Therefore, the court's order under G.L. c. 123, § 8B is affirmed.


[Note 1] See generally G.L. c. 123, §§ 7 and 8 and/or G.L. c. 123, § 18(a).

[Note 2] See G.L. c. 123, § 8B.

[Note 3] In Matter of A.H., 2018 Mass. App. Div. 13, the Appellate Division declined to review A.H.'s appeal of a G.L. c.123, § 8B order. It held that A.H.'s appeal, based solely on the sufficiency and weight of the evidence, failed to raise an issue that was capable of repetition yet evading review. Id. at 14. Further, the court held A.H. lacked a personal stake in the outcome of the appeal. Id. That decision predates the Supreme Judicial Court's decision in Matter of F.C., 479 Mass. 1029 (2018). The Court in Matter of F.C. held that "a person who has been wrongfully committed or treated involuntarily has 'a surviving interest in establishing that the orders [issued pursuant to G.L. c.123, §§ 7, 8 and 8B] were not lawfully issued, thereby, to a limited extent, removing a stigma from his name and record" (emphasis added). Id. at 1029-1030, quoting Seney v. Morhy, 467 Mass. 58, 62 (2014).

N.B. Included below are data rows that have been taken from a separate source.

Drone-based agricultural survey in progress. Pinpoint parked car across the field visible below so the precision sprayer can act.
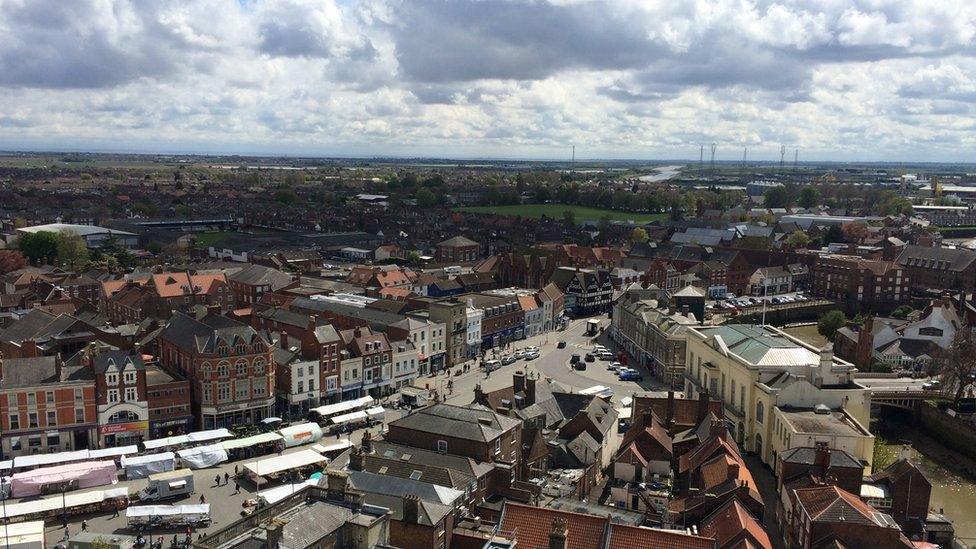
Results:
[619,368,644,381]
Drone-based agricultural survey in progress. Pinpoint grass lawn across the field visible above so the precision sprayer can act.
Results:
[454,204,668,223]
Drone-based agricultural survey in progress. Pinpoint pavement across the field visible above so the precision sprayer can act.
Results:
[32,317,666,546]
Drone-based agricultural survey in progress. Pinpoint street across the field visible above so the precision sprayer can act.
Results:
[32,317,664,545]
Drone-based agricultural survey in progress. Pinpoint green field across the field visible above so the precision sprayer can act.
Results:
[194,231,234,248]
[454,204,668,223]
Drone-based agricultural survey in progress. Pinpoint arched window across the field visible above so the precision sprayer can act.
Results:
[254,356,268,376]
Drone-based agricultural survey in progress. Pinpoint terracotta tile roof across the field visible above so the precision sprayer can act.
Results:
[501,502,609,549]
[699,498,772,549]
[607,524,715,549]
[152,273,227,297]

[Note 4] J.P.'s requests for continuances were because of the unavailability of his independent medical examiner.

[Note 5] J.P. chose not to attend the hearing. His attorney waived his presence. J.P.'s counsel acknowledged that "[h]e [J.P.] wants to go to a DMH facility."

[Note 6] Issues of credibility and the weight of the evidence are typically left to the trial judge. Tri-County Contrs. v. Diamond Collision Specialists, Inc., 2014 Mass. App. Div. 1, 11.

[Note 7] J.P. called no witnesses, and he did not attend the hearing.